The human plasma PK data for the 40 tests in Table I were extracted from previously published papers in supplementary. All PK data were digitized using the free online tool WebPlotDigitizer [13]. Figure 1 presents the statistics regarding number of PK studies and data points for which PK data were collected.

ML Model Building

Compounds SMILES were standardized using the ChEMBL standardizer [22]. Three different methods (RDKit, Mordred, and PaDEL-Descriptors) were used to calculate descriptors [23]. These methods generated molecular physicochemical properties for each molecule, resulting in 1826 (Mordred), 1444 (PaDEL), and 208 (RDKit) features used for model construction.

The datasets were split into training, validation, and test sets using random selection at an 8:1:1 ratio. Features with variance values less than 0.05 or those with the same information and a correlation coefficient higher than 0.9 were removed. The Boruta Algorithm [24] was also used to select significant features in a given data set.

Four common approaches to molecular property prediction were used to build $f_{up}$, Caco-2, and CLt prediction models. These approaches [25, 26] included Support Vector Machine Regression (SVR), Random Forest (RF), XGBoost (XGB), and Gradient Boost Machine (GBM). In contrast to traditional chemical descriptors, message-passing neural networks (MPNNs) have exhibited advancements in molecular modeling and property prediction. MPNNs are a group of graph convolutional neural networks (GCNs) variants that can learn and aggregate local information of molecules through iterative message-passing iterations. Recently, Yang et al. [27] have proposed a directed MPNN (D-MPNN) and built the open-source package Chemprop for implementation of D-MPNN. D-MPNN constructs a learned molecular representation by operating on the graph structure of the molecule and passing a message through the edge-dependent neural network. In this study, D-MPNN builds the model based on different datasets and uses RDKit descriptors incorporated into D-MPNN to further improve performance.

The hyperparameters of the regression models were optimized with Bayesian optimization search. Five-fold cross-validation was used to check the stability and predictive ability of the model. Additionally, the performance of the regression models was assessed by the coefficient of determination ($R^{2}$) and root-mean-square error (RMSE).

PBPK Model Building

Figure 2a shows the compartment model for each tissue, which includes plasma, blood cells, interstitial space, and intracellular space, as previously discussed by Kawai [28].

Molecules move between adjacent compartments through passive diffusion and connect to the circulatory system through blood flow.

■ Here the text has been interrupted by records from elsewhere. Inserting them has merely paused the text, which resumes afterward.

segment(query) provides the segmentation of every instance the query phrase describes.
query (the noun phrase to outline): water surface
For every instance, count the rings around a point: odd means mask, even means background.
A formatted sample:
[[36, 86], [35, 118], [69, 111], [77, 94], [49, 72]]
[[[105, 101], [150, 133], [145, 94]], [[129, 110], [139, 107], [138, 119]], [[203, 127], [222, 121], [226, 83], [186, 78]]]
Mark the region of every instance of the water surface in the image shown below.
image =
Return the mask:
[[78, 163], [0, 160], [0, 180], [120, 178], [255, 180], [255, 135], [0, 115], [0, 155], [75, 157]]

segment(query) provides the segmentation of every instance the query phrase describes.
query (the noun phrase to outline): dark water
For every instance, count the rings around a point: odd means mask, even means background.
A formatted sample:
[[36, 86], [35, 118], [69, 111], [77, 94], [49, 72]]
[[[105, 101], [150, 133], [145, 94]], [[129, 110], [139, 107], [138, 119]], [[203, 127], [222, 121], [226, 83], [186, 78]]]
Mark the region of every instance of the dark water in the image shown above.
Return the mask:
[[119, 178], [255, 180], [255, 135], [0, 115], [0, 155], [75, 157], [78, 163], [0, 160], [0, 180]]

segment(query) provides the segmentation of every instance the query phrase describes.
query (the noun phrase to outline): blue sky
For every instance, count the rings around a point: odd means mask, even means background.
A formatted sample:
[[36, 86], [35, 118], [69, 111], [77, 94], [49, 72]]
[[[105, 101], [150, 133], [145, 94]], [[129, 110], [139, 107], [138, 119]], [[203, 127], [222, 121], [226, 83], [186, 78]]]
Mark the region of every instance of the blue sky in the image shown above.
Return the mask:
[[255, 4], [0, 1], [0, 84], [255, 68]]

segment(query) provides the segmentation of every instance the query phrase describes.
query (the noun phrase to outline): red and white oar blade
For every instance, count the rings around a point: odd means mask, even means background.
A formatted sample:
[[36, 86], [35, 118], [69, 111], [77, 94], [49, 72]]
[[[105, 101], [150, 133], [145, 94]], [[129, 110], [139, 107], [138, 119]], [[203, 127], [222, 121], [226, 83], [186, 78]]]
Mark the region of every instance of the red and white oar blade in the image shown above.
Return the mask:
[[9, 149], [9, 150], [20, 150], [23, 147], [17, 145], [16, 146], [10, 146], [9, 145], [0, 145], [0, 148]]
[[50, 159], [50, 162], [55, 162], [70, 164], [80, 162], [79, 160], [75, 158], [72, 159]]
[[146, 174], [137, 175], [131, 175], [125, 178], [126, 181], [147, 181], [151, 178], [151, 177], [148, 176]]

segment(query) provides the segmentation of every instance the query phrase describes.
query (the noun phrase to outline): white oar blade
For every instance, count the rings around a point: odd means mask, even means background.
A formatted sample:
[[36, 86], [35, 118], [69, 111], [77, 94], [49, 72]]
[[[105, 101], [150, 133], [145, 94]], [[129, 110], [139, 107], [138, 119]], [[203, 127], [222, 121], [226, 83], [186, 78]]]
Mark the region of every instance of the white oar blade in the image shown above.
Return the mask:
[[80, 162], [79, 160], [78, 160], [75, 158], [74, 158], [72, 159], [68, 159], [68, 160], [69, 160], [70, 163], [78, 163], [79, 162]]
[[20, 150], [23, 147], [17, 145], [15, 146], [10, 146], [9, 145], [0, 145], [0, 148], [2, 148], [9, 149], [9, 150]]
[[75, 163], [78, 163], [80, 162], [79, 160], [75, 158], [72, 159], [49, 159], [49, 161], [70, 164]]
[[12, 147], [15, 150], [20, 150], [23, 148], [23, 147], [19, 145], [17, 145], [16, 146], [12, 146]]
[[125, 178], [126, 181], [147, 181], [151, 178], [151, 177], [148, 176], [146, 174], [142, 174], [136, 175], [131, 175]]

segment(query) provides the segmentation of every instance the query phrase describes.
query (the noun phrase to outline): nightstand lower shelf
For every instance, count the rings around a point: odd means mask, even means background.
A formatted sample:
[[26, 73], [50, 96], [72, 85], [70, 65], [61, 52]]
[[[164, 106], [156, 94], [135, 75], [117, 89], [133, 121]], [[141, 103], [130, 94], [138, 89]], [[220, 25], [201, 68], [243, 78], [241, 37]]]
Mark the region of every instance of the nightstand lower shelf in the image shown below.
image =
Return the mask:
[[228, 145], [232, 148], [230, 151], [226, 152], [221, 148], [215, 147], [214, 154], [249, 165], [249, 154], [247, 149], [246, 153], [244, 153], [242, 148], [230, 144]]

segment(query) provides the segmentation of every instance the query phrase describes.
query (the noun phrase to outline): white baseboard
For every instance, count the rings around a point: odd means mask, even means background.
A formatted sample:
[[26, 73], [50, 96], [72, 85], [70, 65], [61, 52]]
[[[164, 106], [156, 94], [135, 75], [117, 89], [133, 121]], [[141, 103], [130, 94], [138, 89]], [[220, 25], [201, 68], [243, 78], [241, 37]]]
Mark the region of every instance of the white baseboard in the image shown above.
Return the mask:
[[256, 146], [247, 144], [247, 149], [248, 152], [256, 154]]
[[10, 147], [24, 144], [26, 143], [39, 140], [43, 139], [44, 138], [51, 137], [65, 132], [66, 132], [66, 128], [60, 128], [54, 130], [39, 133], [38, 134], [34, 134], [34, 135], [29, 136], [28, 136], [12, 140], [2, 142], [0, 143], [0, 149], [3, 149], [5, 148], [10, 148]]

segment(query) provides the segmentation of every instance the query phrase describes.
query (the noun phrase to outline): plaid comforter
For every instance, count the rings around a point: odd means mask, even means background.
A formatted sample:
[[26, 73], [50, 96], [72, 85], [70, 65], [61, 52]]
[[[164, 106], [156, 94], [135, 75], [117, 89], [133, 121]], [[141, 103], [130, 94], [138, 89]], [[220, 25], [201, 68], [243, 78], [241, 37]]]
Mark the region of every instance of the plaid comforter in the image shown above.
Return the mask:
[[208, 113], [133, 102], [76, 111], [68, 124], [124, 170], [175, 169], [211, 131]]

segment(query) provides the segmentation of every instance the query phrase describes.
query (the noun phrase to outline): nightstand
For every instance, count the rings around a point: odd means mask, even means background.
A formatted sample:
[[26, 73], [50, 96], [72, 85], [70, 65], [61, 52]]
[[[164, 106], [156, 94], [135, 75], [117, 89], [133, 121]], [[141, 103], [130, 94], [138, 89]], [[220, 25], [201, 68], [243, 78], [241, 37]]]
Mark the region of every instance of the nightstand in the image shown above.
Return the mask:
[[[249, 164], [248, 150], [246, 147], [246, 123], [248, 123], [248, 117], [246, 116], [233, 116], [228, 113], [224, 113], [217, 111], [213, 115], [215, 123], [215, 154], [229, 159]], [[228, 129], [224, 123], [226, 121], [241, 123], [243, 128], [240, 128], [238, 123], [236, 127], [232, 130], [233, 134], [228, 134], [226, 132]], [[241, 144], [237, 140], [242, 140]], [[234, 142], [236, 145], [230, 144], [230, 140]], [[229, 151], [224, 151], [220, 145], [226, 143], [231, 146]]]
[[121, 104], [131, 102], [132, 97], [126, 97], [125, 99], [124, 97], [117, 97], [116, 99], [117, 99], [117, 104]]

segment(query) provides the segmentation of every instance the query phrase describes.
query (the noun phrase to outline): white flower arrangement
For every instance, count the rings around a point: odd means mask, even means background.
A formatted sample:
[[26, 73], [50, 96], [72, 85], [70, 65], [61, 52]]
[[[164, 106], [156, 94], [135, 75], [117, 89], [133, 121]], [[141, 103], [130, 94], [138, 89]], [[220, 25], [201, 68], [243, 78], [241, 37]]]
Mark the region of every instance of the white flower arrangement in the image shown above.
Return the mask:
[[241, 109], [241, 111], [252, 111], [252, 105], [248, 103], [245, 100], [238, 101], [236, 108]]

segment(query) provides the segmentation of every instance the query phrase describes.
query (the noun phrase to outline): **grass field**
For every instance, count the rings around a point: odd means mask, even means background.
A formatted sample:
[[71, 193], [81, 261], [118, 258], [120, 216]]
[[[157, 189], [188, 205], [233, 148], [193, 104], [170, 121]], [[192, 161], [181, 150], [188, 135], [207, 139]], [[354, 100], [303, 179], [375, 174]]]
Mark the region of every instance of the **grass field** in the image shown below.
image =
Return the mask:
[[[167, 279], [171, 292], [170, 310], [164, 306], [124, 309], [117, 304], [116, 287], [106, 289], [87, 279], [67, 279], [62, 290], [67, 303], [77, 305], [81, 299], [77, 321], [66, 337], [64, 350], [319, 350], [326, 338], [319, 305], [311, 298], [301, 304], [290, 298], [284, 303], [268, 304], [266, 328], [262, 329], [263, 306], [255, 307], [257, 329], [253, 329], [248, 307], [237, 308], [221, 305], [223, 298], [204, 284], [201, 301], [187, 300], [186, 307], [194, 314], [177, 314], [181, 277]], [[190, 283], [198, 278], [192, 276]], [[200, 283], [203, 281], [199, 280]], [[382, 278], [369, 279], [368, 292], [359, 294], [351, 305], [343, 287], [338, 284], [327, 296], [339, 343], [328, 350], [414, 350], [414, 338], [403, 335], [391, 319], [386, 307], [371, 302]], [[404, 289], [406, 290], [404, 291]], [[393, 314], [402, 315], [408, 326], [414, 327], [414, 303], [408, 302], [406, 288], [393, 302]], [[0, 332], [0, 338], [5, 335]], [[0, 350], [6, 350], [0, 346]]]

The passive diffusion rate of drugs in each tissue was calculated by multiplying the cell permeability (P) by a tissue compartment surface area (SA) [29]. The cell permeability rate of tissues was assumed to be the same and was obtained through the Caco-2 cell system in this PBPK model. Figure 2c illustrates the structure of blood vessels, which comprises only plasma and blood cells.

In the ML-PBPK model, three key parameters, fup, caco-2 cell permeability, and CLt, were taken from predictions by ML models, and systemic drug elimination was assumed to occur in venous blood plasma through CLt. On the other hand, in the in vitro input model, a PBPK model using in vitro inputs, all in vitro parameters were taken from experiments. Specifically, elimination processes include hepatic clearance from microsomes or Hepatocytes stability experiments using the IVIVE method and renal clearance as glomerular filtration rate. The differential equations for venous blood vessels are described below as Eqs. 1 and 2. Where parameters are expressed as Q (blood flow), PSA (permeability-surface area), K (partition coefficient), CL (plasma clearance); bc and pls represent the blood cell and plasma compartment, and C is drug concentration in specific compartment. The equations for arterial blood and the portal vein are the same as for venous blood, except for the elimination process.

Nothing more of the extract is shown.